It’s the car everyone’s been dying to see, and now it's finally here.
Behold the Mercedes-AMG Project One, a road car equipped with the championship-winning powertrain of the current-era Mercedes AMG Petronas Formula 1 racecars.
Unveiled Monday ahead of a world debut during Tuesday's opening day of the 2017 Frankfurt auto show, the Project One is officially a concept but hints strongly at the world-beating hypercar AMG will unleash in 2018.
This isn’t a car fitted with an F1-derived powertrain like the 1990s-era Ferrari F50. No, no. The Project One’s powertrain is virtually identical to the one driven by Lewis Hamilton and Nico Rosberg to F1 World Championship titles—but made even more potent!
To give the Project One the extra traction of all-wheel drive, AMG’s engineers have augmented the F1 powertrain with a pair of electric motors on the front axle. The result is that the powertrain now has four electric motors in total—each of which is able to recapture energy to be stored in a lithium-ion battery.
The F1 component consists of a 1.6-liter turbocharged V-6 with a split turbo (the design aids cooling by keeping the hot turbine away from the compressor) and a screaming 11,000 rpm redline. The engine is mated to an electric motor helping sending drive to the rear wheels. A second electric motor is integrated with the turbocharger to help spin its compressor as well as recapture wasted exhaust energy. This combo alone is good for over 670 horsepower.
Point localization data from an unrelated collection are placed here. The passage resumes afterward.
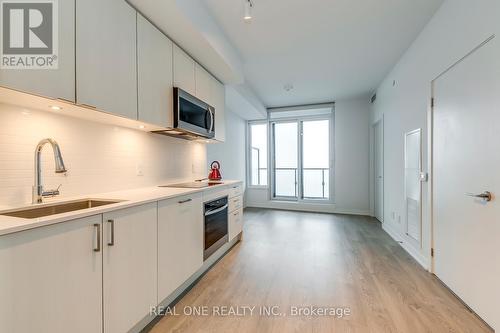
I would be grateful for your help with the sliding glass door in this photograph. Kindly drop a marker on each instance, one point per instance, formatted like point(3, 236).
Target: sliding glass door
point(301, 152)
point(286, 160)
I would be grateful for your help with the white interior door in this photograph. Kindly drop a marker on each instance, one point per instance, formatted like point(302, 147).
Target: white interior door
point(467, 159)
point(413, 186)
point(378, 164)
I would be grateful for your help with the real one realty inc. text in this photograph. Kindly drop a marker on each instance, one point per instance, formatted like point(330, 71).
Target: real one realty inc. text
point(245, 310)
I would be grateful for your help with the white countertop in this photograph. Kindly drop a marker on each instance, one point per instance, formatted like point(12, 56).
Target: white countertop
point(128, 198)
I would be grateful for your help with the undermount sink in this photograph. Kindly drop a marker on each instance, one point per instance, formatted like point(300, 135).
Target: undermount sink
point(59, 208)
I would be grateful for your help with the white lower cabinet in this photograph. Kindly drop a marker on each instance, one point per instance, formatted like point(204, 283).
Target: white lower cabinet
point(180, 241)
point(235, 219)
point(129, 266)
point(51, 279)
point(235, 223)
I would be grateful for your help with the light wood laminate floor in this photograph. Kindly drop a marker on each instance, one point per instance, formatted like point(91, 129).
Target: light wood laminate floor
point(304, 259)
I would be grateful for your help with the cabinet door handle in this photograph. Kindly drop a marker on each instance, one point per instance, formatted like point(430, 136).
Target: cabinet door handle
point(185, 201)
point(111, 232)
point(97, 247)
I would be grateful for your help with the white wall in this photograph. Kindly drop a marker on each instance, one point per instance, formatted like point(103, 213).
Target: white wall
point(352, 164)
point(99, 157)
point(352, 156)
point(231, 154)
point(457, 28)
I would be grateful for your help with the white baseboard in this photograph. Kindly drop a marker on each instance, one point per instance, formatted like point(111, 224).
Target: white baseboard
point(310, 207)
point(415, 253)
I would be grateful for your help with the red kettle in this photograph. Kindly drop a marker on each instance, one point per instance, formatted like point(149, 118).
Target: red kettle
point(215, 171)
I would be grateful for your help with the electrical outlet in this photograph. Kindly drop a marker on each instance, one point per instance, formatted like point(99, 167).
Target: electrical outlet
point(139, 169)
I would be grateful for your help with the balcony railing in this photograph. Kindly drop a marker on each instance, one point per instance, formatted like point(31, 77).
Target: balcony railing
point(324, 175)
point(259, 172)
The rest of the car’s power comes from the two electric motors driving the front wheels, resulting in a total output of over 1,000 hp. Interestingly, the two front electric motors solely power the car in electric mode, making it a front-driver when zero emissions are required.
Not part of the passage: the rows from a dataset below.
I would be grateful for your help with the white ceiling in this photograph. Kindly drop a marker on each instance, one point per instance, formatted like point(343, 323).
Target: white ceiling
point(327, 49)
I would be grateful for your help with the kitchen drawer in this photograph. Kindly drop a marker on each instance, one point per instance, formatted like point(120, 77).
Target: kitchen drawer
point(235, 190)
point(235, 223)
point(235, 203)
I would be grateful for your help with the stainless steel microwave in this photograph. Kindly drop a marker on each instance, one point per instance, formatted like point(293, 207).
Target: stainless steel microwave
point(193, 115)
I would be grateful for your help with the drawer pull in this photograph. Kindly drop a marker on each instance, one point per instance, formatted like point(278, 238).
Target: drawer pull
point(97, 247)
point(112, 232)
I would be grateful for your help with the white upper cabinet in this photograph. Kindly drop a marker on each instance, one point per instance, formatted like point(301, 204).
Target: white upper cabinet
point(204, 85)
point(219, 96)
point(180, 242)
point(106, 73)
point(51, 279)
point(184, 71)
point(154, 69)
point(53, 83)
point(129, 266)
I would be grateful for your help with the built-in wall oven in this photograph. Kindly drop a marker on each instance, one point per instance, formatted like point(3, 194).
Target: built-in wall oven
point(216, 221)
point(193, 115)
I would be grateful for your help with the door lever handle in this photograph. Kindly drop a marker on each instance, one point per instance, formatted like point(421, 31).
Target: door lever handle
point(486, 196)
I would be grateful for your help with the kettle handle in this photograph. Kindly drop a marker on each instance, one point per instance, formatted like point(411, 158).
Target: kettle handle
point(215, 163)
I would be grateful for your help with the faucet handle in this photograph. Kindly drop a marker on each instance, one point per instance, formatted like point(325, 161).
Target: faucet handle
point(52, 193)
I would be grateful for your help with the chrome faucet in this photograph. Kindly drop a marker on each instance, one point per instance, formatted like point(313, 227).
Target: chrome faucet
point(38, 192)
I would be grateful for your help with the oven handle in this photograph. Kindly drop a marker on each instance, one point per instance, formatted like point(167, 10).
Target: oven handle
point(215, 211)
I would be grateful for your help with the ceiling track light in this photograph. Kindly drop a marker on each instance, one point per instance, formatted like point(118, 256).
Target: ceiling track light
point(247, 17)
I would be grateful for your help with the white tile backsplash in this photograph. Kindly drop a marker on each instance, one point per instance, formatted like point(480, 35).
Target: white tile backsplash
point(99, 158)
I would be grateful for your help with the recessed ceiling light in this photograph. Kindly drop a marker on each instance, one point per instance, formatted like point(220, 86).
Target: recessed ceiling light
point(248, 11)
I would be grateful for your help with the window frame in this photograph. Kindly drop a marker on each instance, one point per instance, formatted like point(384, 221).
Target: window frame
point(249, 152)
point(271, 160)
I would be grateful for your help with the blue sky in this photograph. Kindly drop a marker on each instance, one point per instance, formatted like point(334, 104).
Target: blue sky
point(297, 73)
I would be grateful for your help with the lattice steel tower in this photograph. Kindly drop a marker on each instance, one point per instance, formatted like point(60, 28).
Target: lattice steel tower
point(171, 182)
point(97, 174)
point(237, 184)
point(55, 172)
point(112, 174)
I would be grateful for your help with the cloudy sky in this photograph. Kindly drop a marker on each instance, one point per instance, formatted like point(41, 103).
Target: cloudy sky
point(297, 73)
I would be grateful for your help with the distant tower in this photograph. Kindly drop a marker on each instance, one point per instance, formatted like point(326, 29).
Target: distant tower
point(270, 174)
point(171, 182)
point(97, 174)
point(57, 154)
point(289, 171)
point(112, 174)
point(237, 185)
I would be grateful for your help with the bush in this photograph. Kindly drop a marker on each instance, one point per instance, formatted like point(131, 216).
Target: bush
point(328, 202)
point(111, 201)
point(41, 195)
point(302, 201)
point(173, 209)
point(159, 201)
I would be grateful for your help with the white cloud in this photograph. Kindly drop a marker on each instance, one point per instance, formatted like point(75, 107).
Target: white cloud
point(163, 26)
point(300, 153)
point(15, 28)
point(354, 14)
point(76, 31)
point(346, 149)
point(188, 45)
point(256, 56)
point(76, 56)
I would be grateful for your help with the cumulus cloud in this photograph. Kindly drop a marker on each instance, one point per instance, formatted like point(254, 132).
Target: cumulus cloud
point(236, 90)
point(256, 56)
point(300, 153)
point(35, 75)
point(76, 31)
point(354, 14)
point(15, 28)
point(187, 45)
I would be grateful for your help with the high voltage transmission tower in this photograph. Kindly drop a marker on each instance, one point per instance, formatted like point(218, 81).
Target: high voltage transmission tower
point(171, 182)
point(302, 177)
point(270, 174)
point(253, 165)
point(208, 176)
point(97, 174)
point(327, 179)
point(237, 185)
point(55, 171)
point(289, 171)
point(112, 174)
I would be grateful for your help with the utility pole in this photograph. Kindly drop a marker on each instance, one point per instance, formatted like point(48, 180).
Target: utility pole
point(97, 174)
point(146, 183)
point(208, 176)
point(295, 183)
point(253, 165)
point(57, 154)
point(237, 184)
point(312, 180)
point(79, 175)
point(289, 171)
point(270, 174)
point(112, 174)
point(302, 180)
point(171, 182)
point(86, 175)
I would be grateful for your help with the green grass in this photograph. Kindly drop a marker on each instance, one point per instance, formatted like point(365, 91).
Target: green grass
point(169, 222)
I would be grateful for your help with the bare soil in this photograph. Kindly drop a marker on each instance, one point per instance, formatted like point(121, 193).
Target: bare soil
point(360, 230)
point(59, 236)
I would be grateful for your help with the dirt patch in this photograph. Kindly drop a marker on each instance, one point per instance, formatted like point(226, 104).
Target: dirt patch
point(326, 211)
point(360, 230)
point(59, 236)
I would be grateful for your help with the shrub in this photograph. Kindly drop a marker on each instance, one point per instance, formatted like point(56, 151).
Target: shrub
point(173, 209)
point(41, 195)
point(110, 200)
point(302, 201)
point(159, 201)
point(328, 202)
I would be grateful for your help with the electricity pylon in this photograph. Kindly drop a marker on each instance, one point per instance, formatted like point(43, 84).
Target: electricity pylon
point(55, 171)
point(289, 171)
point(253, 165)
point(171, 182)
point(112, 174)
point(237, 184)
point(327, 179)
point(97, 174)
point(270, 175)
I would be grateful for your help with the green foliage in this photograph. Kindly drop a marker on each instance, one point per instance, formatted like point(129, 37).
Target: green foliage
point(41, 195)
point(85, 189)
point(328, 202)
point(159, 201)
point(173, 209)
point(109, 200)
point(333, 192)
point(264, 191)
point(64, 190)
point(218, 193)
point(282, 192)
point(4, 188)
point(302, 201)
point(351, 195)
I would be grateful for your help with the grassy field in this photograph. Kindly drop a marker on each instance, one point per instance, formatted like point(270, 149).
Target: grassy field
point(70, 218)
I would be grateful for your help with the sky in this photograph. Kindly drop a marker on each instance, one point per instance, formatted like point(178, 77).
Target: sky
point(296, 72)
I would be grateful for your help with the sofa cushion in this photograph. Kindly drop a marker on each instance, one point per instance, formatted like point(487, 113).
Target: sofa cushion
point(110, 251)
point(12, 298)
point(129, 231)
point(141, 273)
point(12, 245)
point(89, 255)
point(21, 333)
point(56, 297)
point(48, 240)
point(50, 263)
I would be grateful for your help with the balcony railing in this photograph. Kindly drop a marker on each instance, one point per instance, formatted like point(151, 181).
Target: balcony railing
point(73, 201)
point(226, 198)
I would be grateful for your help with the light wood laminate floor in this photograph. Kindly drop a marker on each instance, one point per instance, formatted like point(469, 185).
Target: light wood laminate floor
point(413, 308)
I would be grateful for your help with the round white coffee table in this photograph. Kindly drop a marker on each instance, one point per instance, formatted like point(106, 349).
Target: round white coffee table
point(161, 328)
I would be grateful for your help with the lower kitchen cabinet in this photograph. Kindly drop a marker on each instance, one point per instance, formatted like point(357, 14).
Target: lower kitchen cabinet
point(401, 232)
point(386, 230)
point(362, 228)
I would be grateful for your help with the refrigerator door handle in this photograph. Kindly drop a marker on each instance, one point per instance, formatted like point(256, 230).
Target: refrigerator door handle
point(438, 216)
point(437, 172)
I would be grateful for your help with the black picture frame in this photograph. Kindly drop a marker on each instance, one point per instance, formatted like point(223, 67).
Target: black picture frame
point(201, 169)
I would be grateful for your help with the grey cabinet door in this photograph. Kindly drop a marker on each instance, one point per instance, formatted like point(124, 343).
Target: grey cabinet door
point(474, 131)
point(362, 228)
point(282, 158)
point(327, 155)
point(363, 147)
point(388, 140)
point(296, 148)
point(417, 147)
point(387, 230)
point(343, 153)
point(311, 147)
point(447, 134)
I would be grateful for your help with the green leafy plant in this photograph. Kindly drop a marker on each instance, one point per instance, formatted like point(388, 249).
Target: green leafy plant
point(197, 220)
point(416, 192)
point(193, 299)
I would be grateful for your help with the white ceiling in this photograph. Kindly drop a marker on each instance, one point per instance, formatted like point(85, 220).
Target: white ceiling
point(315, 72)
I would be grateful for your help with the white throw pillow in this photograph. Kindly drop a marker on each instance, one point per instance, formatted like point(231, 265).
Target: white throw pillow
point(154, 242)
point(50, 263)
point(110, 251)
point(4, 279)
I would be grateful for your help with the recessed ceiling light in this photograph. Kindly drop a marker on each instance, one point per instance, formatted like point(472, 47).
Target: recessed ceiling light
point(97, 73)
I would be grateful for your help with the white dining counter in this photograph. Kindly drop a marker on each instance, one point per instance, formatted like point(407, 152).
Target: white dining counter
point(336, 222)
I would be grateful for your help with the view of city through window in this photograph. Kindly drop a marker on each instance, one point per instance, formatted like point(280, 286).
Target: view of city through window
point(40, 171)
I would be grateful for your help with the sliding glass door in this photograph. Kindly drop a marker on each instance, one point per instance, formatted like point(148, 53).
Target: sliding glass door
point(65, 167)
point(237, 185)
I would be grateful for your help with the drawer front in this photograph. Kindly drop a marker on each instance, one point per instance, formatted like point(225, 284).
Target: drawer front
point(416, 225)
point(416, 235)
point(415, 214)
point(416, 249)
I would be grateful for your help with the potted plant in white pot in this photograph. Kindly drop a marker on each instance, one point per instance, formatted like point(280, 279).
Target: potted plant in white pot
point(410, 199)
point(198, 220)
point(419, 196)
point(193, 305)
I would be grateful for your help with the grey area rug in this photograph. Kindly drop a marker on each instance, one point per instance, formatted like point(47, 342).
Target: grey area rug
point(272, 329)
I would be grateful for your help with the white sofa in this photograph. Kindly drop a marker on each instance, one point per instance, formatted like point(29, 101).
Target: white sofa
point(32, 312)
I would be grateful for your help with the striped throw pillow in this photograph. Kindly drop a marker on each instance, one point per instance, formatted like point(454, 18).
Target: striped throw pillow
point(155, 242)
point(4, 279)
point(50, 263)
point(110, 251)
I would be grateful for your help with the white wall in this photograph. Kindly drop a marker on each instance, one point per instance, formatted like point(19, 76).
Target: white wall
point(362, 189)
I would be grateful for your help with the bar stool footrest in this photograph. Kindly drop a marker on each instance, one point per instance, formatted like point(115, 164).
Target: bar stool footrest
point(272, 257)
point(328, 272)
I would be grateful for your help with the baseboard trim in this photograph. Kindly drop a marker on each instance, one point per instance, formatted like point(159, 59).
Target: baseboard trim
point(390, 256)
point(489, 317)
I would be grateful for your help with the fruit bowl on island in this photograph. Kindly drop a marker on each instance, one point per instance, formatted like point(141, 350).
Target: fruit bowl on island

The batteries, mounted at the front to aid weight distribution, are also of the same technology used in F1 and help deliver approximately 15 miles of pure electric range. Meanwhile, the transmission is an 8-speed automated manual.
Mercedes-AMG Project One hypercar
For the suspension, multi-link designs are used at the front and rear. The adjustable coil-over suspension has several special features: both push-rod spring struts have been installed across the direction of travel to maintain a low height. The innovative arrangement of the spring/damper unit also replaces the function and application of conventional tubular cross members. The wheels consist of 19-inch front and 20-inch rear pairs, shod with 285/35- and 335/30-size Michelin Pilot Sport Cup 2 tires, respectively. The brakes are carbon ceramic.
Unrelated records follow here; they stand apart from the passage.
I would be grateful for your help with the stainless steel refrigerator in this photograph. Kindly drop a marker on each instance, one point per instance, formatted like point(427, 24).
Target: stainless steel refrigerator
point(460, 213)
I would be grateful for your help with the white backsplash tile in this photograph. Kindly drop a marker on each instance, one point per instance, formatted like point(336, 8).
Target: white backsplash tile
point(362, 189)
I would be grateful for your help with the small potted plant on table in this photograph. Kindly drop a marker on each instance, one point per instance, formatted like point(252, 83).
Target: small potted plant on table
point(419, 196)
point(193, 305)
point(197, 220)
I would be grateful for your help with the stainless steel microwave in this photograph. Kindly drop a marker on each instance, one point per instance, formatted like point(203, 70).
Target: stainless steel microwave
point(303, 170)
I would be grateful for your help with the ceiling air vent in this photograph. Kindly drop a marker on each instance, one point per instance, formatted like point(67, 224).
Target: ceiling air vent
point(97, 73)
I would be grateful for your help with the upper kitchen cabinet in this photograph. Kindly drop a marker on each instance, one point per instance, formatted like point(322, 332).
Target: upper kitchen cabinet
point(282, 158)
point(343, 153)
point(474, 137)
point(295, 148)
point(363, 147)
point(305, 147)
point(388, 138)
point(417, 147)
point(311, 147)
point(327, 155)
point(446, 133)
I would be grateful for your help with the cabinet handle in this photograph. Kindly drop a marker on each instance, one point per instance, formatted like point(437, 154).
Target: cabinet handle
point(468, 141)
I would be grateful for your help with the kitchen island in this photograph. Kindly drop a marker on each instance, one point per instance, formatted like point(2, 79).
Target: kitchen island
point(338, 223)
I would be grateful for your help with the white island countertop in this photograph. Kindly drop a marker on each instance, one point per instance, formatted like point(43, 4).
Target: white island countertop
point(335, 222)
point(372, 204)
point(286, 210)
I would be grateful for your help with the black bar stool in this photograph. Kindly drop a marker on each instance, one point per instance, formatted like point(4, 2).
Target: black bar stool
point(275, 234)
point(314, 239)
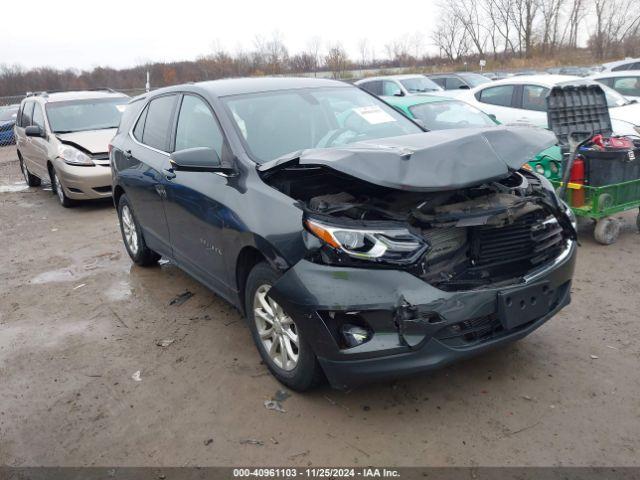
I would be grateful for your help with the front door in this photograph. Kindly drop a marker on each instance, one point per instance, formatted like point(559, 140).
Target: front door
point(145, 176)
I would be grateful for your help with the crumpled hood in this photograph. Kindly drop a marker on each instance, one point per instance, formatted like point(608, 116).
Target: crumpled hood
point(432, 161)
point(93, 141)
point(627, 113)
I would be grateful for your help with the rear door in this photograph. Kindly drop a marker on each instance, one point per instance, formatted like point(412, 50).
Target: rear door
point(195, 201)
point(145, 177)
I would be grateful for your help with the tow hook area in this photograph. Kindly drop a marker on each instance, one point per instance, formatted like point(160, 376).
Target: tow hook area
point(415, 323)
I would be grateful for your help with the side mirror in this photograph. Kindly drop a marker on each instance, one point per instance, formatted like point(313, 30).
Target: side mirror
point(34, 131)
point(201, 159)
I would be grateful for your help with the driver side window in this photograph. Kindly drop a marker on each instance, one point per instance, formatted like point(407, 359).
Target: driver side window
point(197, 127)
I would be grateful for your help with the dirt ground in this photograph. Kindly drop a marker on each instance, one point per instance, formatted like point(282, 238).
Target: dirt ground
point(77, 320)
Performance will be mind boggling with the ability to go from a standstill to over 124 mph in under 6.0 seconds, and a top speed of over 217 mph.
But the Project One, built to celebrate AMG's 50th anniversary this year, is so much more than just its powertrain. As we already knew from the handful of teaser shots, the exterior design is downright sinister. The look isn’t as delicate as that of the rival Aston Martin Valkyrie; in true AMG fashion it’s more iron fist in a velvet glove.
What the two hypercars have in common, though, is a shape almost entirely dictated by aerodynamics. The roof-mounted intake and multiple fins all scream F1 car, but the closed-off sections more closely resemble the lines of a Le Mans prototype. There are also some nods to a past great, the CLK GTR in particular.
Mercedes-AMG Project One hypercar
The racecar theme continues into the cabin. The steering wheel looks similar to the one in the Mercedes AMG F1 cars, while the dash is also almost completely devoid of features save a couple of digital screens. Inside, there's room for two with bucket seats that have adjustable backrests while still being integrated into the monocoque.
Mercedes-AMG claims this will be a car that is driveable everyday, and to that end has included two compartments for storage inside the cabin behind the seats, an air conditioning system, power windows, and a version of its COMAND infotainment system.
Sadly, AMG plans to build just 275 examples, and all build slots have been sold. The starting price, not that it matters now, is 2.27 million euros (approximately $2.73 million). The first deliveries are due in late 2018 or early the following year—about the same time Aston Martin will start deliveries of its Valkyrie. The ensuing battle will be wild.